Die Männer trugen ihre Masken nicht an Stäben, sondern hatten sie sich direkt auf die Nasen gesetzt. Bizarre Fratzen rangen um die Aufmerksamkeit der Frauen zusammen mit goldenen, aber nahezu emotionslos gestalteten Gesichtern.
Es war ein Maskenball des Schreckens ... und Darak offenbar Mittelpunkt und Anschauungsobjekt. Immer wieder traten Paare oder Grüppchen der maskierten Elfen an den Käfig heran. Die Grenzen des Steinsockels sorgten für den nötigen Abstand. Keiner der Dunkelelfen kam dem Gefangenen auch nur zu nahe - abgesehen von einem doch eher blässlichen Elfen an der Seite des Käfigs. Dieser hockte in sich zusammengekauert da und wirkte nicht wie die übrigen Elfen. Seine Haut war gräulich mit einem leicht violetten Schimmer, wenn das Licht perfekt darauf traf. Sein Haar hing ihm silbrig über die Stirn, solang er den Kopf gesenkt hielt. Er trugt lediglich eine violett-graue Tunika mit silbernen Verzierungen, aber keinesfalls so pompös, um auch nur mit einem der anderen Elfen mitzuhalten. Vor sich auf dem Boden war ein großer Samtstoff zusammengefaltet. Dieser musste vorher den Käfig abgedeckt haben. Ganz klar, der kauernde Elf musste ein Diener oder Sklave sein. Ihn beachteten die übrigen Elfen auch überhaupt nicht. Sie zeigten sich mehr an Darak interessiert. Mit Neugier, Faszination und Verachtung starrten sie ihm entgegen. Einige Frauen rümpften die gepuderten Nasen oder stießen einen Ton der Abscheu aus, ehe sie am Arm eines galanten Begleiters wieder fortgeführt wurden.
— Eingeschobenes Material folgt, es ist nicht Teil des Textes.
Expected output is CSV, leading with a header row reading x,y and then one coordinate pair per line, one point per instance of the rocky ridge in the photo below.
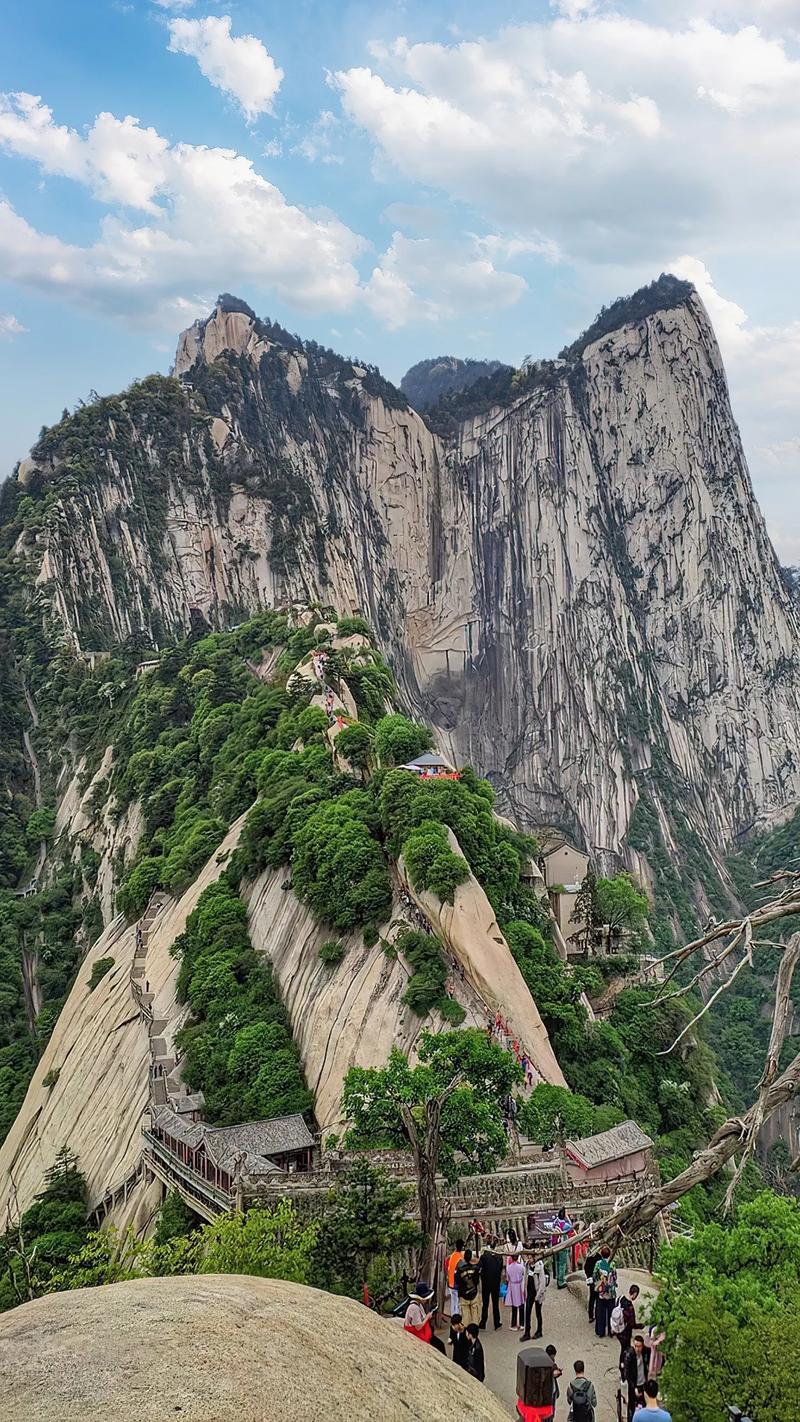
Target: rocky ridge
x,y
577,589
In Daraks Rücken und zu beiden Seiten einer riesigen, schwarzen Flügeltür spielten Musikanten auf. Tatsächlich saßen dort weitere Elfen an einer Harfe, vor einer Trommel, einem schwarzen Konzertflügel und an zwei Geigen. Auch diese Elfen wirkten eher gräulich bis violett. Keiner von ihnen schaute in den Saal hinein. Sie spielten ihre düsteren Reigen, perfekt einstudiert. Über allem hielt eine Art Dirigentin mit strengem Blick Aufsicht. Außerdem besaß sie eine kleine Reitgerte und schlug damit sogar zu, als einer der Violinisten sich verspielte.
In welches faldorgefällige Schreckensszenario war der Befreier von Sarma nun wieder hinein geraten?!